Younger children will enjoy this activity. You
can thread craft bell onto the shoelaces of your children. Then
have your children walk around, dance, or stomp.
Bell Ring Game:
Instructions on how to make bell rings in art section.
Played like Doggie Doggie Where's your Bone? With a twist.
Older children will have a hard time keeping the bells quiet, and it
will give younger children the advantage of hearing the bells.

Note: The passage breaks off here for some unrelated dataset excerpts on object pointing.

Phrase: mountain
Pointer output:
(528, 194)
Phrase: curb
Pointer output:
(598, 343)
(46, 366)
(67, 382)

This is how the game is played. The teacher picks one child to
sit in the middle and be the Doggie. Then the other children sit
in a circle around the Doggie. The teacher picks one child to
hold the bells (bone) behind their back, and all the children sit with
their hands behind their back. Say the Chant:
Doggie, Doggie,
Where's your bone?
Somebody took it from it's home,
Upstairs, downstairs, by the telephone,
Wake up doggie, Find your bone.
The Doggie picks up to three people that he/she
believes has the bells. One at a time, as picked, the children
show their hands. If they pick the right child they
"win". Regardless the child with the "bone"
become the next Doggie, and the old Doggie pick who will get the bells
next.
Another Bell Game:
Bell relay race. Have a relay race where the
first player had a bell ring on each wrist and ankle (four total).
They run to the next person, and they have to take off all the bells
and put them on the next person. (variation: only one
person of the two may touch the bells).
Dramatic Play:
Countdown to the New Year:
Supply the children with party hats and noise makers.
Pretend to countdown to the new year. Did you know a lot of
noise is made to scare the old year away and welcome the new year?
Chinese Nian Fun:
Read this story:
Long ago, in Han times, there was a monster whose name
was "Nian". This monster came once
each year to a little village and scared everyone! One day, just by
luck, the villagers discovered that "Nian"
had a couple fears of his own. He was afraid of the color red and
even more afraid of scary loud noises!
The villagers prepared. When "Nian"
appeared, everyone in the village ran for the red banners
and noise makers they had made. They waved their banners and rattled
their noise makers, which scared "Nian"
so much that "Nian" ran away and was never heard from again!
Which explains why people in China believe the color
red signifies joy and luck, and why noise makers
are rattled on Chinese New Year. At midnight, firecrackers, paper
dragons, noise makers, the
waving of red ribbons and banners all help to drive
away any lingering evil spirits from the old year. (In case
"Nian" is still lurking about somewhere!)
Let one child be Nian, and the
others be the villagers. Ask the children to find something red
to scare Nian. Read the story again and let the children act it
out.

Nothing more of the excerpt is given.